Unnamed: 0,status_id,created_at,text
0,x1129144346618540033,5/16/2019 21:59,over 370000 game of thrones fans sign petition for remake of season 8
1,x1129144306206298112,5/16/2019 21:59,with both game of thrones and the big bang theory ending this week im wondering if it would be fun to take hugelypopular longrunning juggernaut shows ive never seen a single episode of and watch just the finale and see what i think
2,x1129144249205895171,5/16/2019 21:59,suddenly last episode daenerys embraced the thrill of genocide specifically targeting civilians with dragon fire personality changes happen in fiction but not with such lack of subtlety not to characters respect and understand
3,x1129144246869663745,5/16/2019 21:59,sprinkles causes a stampede by releasing a limitedtimeonly game of thrones dragon fruit cupcake sold friday may 17sunday may 19
4,x1129141956095954956,5/16/2019 21:49,game of thrones is airing its final episode and heres what well miss when it ends


#### Tokenization

Again, there are many ways to tokenize. The package NLTK has built in functions to help us tokenize in different ways, including by word and by sentence. Here, we tokenize using a special tweet tokenizer that is able to take things like emojis into account. Read the documentation here: https://www.nltk.org/api/nltk.tokenize.html

In [12]:
# from nltk import tokenizer 
from nltk.tokenize import TweetTokenizer
tweet_tokenizer = TweetTokenizer() 

# define a function that we can apply over our data
def tweet_tokenize(row):
    row = tweet_tokenizer.tokenize(row)
    return row

tokenized = lambda x: tweet_tokenize(x)

In [13]:
got_data.loc[:, 'text'] = got_data['text'].apply(tokenized)
got_data.head()

Unnamed: 0,status_id,created_at,text
0,x1129144346618540033,5/16/2019 21:59,"[over, 370000, game, of, thrones, fans, sign, petition, for, remake, of, season, 8]"
1,x1129144306206298112,5/16/2019 21:59,"[with, both, game, of, thrones, and, the, big, bang, theory, ending, this, week, im, wondering, if, it, would, be, fun, to, take, hugelypopular, longrunning, juggernaut, shows, ive, never, seen, a, single, episode, of, and, watch, just, the, finale, and, see, what, i, think]"
2,x1129144249205895171,5/16/2019 21:59,"[suddenly, last, episode, daenerys, embraced, the, thrill, of, genocide, specifically, targeting, civilians, with, dragon, fire, personality, changes, happen, in, fiction, but, not, with, such, lack, of, subtlety, not, to, characters, respect, and, understand]"
3,x1129144246869663745,5/16/2019 21:59,"[sprinkles, causes, a, stampede, by, releasing, a, limitedtimeonly, game, of, thrones, dragon, fruit, cupcake, sold, friday, may, 17sunday, may, 19]"
4,x1129141956095954956,5/16/2019 21:49,"[game, of, thrones, is, airing, its, final, episode, and, heres, what, well, miss, when, it, ends]"


#### Remove stop words

In [14]:
import nltk
nltk.download('stopwords') # download the list of stopwords from nltk if you have not done this before
from nltk.corpus import stopwords # import stopwords

stopeng = set(stopwords.words('english')) #set language

#define a function to remove stopwords
def remove_stopwords(row):
    row = [w for w in row if w not in stopeng]
    return row

no_stopwords = lambda x: remove_stopwords(x)

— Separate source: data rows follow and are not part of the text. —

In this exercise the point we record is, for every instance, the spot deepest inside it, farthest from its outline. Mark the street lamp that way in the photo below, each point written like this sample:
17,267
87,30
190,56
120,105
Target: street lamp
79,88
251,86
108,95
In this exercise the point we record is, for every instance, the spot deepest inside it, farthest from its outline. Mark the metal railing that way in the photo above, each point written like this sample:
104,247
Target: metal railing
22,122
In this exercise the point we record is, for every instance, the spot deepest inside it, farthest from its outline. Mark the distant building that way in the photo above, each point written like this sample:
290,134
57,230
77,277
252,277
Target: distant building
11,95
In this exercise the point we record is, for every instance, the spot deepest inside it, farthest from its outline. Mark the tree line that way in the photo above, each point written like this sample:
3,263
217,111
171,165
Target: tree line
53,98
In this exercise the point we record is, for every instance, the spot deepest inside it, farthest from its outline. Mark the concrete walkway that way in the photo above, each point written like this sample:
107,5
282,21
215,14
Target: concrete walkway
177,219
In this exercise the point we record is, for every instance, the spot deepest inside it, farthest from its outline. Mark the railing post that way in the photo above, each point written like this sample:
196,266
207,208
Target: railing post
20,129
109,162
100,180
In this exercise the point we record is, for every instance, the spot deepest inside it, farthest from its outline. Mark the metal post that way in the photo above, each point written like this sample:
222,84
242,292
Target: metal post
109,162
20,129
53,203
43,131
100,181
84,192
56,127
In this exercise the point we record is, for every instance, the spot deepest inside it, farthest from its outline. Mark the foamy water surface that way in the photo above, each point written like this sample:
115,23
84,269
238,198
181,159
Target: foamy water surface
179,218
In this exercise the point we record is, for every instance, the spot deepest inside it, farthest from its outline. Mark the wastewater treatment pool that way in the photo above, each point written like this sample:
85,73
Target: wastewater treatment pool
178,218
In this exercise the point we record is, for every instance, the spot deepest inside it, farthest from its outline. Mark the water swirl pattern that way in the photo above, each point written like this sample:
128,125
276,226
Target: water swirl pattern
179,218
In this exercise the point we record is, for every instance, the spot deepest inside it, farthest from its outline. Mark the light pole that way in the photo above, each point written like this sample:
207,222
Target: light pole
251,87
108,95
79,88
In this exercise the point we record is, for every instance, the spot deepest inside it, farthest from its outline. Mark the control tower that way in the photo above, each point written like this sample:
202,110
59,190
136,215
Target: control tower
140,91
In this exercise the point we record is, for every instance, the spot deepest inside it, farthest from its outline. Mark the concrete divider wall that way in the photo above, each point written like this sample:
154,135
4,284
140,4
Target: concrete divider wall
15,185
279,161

[nltk_data] Downloading package stopwords to
[nltk_data]     C:\Users\saahi\AppData\Roaming\nltk_data...
[nltk_data]   Package stopwords is already up-to-date!


In [15]:
got_data.loc[:, 'text'] = got_data['text'].apply(no_stopwords)
got_data.head()

Unnamed: 0,status_id,created_at,text
0,x1129144346618540033,5/16/2019 21:59,"[370000, game, thrones, fans, sign, petition, remake, season, 8]"
1,x1129144306206298112,5/16/2019 21:59,"[game, thrones, big, bang, theory, ending, week, im, wondering, would, fun, take, hugelypopular, longrunning, juggernaut, shows, ive, never, seen, single, episode, watch, finale, see, think]"
2,x1129144249205895171,5/16/2019 21:59,"[suddenly, last, episode, daenerys, embraced, thrill, genocide, specifically, targeting, civilians, dragon, fire, personality, changes, happen, fiction, lack, subtlety, characters, respect, understand]"
3,x1129144246869663745,5/16/2019 21:59,"[sprinkles, causes, stampede, releasing, limitedtimeonly, game, thrones, dragon, fruit, cupcake, sold, friday, may, 17sunday, may, 19]"
4,x1129141956095954956,5/16/2019 21:49,"[game, thrones, airing, final, episode, heres, well, miss, ends]"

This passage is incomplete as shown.